Although a homeowner may be willing to put up with spots on apples or a half a cherry crop lost because of cherry fruit fly maggots, a commercial orchardist doesn’t have that luxury.

Some fruit trees require more care than others, but they all require maintenance in the form of pruning and pest control, if a homeowner wants the tree to produce fruit. In our area, it’s almost impossible to grow organic apples due to the prevalence of the codling moth and several different types of aphids.

Likewise, the western cherry fruit fly and the peach crown borer can ruin a homeowner’s dream of gorgeous cherries and peaches from the backyard. It’s not necessary to bathe a tree in insecticide to battle the bugs, but it may be necessary to do a few sprays several times a year. If the tree has awakened from its winter dormancy, it probably too late to apply a dormant oil to control certain pests, but it’s not too late for other measures.
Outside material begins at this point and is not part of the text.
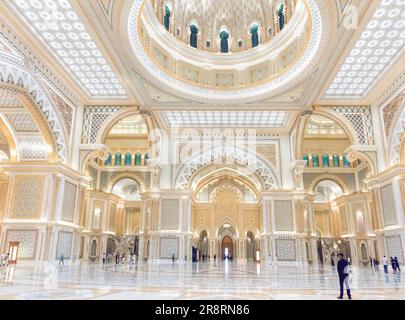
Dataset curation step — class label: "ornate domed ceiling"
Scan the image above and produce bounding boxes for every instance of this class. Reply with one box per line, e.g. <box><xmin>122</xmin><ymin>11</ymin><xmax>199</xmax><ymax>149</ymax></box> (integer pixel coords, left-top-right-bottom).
<box><xmin>127</xmin><ymin>0</ymin><xmax>328</xmax><ymax>104</ymax></box>
<box><xmin>152</xmin><ymin>0</ymin><xmax>296</xmax><ymax>53</ymax></box>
Trees require sunlight to produce fruit, so when pruning, remember to make those cuts that open up the tree and allow more sunlight to reach branches. With fruit trees, the goal is to have lateral branches rather than branches that shoot straight up into the sky. If a fruit tree hasn’t been pruned in years, it may be a good idea to have a pruning plan that anticipates growth and future pruning for the next two to three years.

Although some fruit trees grow fairly tall when not trained properly, tall fruit trees aren’t practical in terms of spraying or harvesting. The height of the tree is determined both by the variety of tree planted and by the pruning method used.

If you purchased a house with established fruit trees, it may be good to evaluate if you want to do the required maintenance or you’d prefer to purchase local fruit at the farmers’ markets. Those who aren’t interested in maintenance may want to get rid of the fruit tree and look for a shade tree that requires less maintenance and doesn’t drop blossoms or fruit across the yard.

The Colorado State University Tri River Area extension at the Mesa County Fairgrounds has fact sheets with detailed instructions for pruning procedures and pesticide application available to homeowners.